Methods:  An intensive steady-state 24-hour pharmacokinetic profiles of ATV/r given once daily (with zidovudine [AZT]/lamivudine [3TC] twice daily) in the third trimester of pregnancy and at least 4 weeks postpartum was carried out. Paired maternal and umbilical cord blood samples were collected at delivery. ATV concentrations were measured by a validated high-performance liquid chromatography (HPLC) method (limit of quantification 20 ng/µL).
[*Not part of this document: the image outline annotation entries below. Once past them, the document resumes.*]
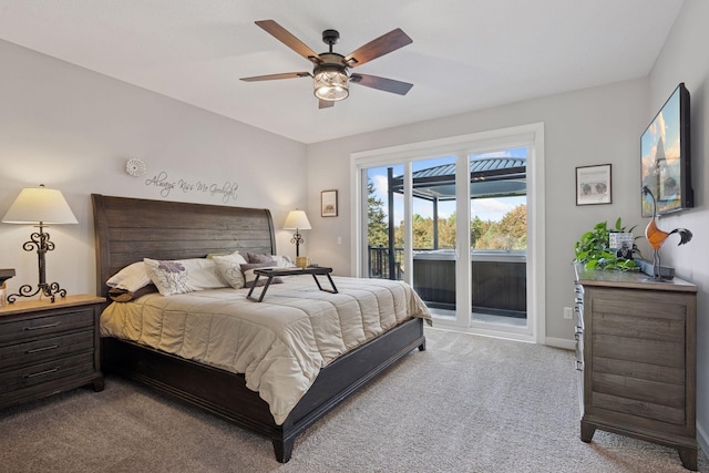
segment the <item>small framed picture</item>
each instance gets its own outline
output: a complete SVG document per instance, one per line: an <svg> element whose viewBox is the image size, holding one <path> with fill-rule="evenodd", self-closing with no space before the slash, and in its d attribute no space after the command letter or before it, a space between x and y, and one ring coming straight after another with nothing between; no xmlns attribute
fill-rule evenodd
<svg viewBox="0 0 709 473"><path fill-rule="evenodd" d="M610 204L610 164L576 168L576 205Z"/></svg>
<svg viewBox="0 0 709 473"><path fill-rule="evenodd" d="M320 193L320 216L337 217L337 191Z"/></svg>

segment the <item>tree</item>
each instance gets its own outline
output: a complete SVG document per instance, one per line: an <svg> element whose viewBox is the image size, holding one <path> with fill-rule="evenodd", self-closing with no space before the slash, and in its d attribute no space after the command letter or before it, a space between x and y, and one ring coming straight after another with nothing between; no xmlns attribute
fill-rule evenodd
<svg viewBox="0 0 709 473"><path fill-rule="evenodd" d="M479 249L526 249L527 206L521 204L493 222L475 241Z"/></svg>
Results:  A total of 31 women (17 previously described, 52% white) completed the ante/postpartum evaluations. Mean age (±SD) was 29 (5) years, median (IQR) baseline CD4 count was 413 (354 to 616) cells/µL, median (IQR) viral load was 8357 (1057 to 16,200) copies/µL for patients with detectable viremia. In pre- and postpartum evaluations (see the figure), respectively, the pharmacokinetic parameters were as follows:  ATV GM AUC 0 to 24 (range) was 29,848 (7477 to 74,008) vs 32,389 (10,229 to 71,971) ng*h/mL (P = 0.48), the ATV GM C_max (range) was 2680 (636 to 6128) vs 3070 (683 to 10,412) ng/µL, (P = 0.13), and the ATV GM C 24 h (range) was 439 (109 to 989) vs 405 (25 to 1944) ng/µL (P = 0.18). Median T_max (IQR) was 3 (2 to 4) vs 2 (2 to 3) hours. The mean (±SD) ATV fetal/maternal ratio was 0.14 (0.07). One baby required phototherapy for 2 days and all tested HIV RNA negative at 1-year follow-up.

Conclusions:  Dose adjustment for ATV/r is not required during pregnancy as ATV pharmacokinetic profiles are similar during third trimester and postpartum. Trans-placental passage of ATV was confirmed to be low.